Amaro is just a general name for a bitter, herbal liqueur traditionally served after a meal.
Notes: Gentian root can often be found at Latin markets and specialty herb shops. You can also order it online from companies such as Lhasa Karnak. Use the cut root, which looks like bits of bark, rather than the powdered variety. If you have another bittering agent on hand, such as cinchona bark leftover from making tonic, you can use that as a substitute. If you can't get a high-proof neutral grain spirit like Everclear, use the highest proof vodka you can find.
Read more: DIY vs.
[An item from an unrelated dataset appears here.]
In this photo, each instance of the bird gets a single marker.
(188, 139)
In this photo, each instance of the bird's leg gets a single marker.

Buy: How to Make Amaro
- Yield:Makes about 4 1/2 cups
- Active time: 20 minutes
- Total time:5 to 6 weeks
- 1 teaspoon anise seeds
- 6 fresh sage leaves
- 6 fresh mint leaves
- 1 teaspoon fresh rosemary leaves (about 1 sprig's worth)
- 1 allspice berry
- 1/2 teaspoon whole cloves
- 1/2 teaspoon gentian root
- 3 cups 151-proof neutral grain spirit (see note)
- 1 1/4 cups sugar
- 1 1/4 cups water
Grind the herbs and spices (including gentian root) with a mortar and pestle until roughly broken up. (Or pulse a few times in a food processor.) Transfer to a sealable glass jar and pour in the alcohol. Let steep at room temperature for 3 weeks, shaking frequently.
After the initial steeping time, bring sugar and water to a boil at medium heat. Cook until sugar is completely dissolved, about 5 minutes. Let cool completely.
Pour cooled syrup into the steeped mixture, reseal jar, and let rest for an additional 2 weeks, stirring frequently. After 2 weeks, open jar and taste. If stronger flavor is desired, re-seal jar and allow to steep for an additional week.
Strain through cheesecloth to remove solids, then filter through coffee filter or fresh cheesecloth into a selable bottle. Store at room temperature for up to 6 months.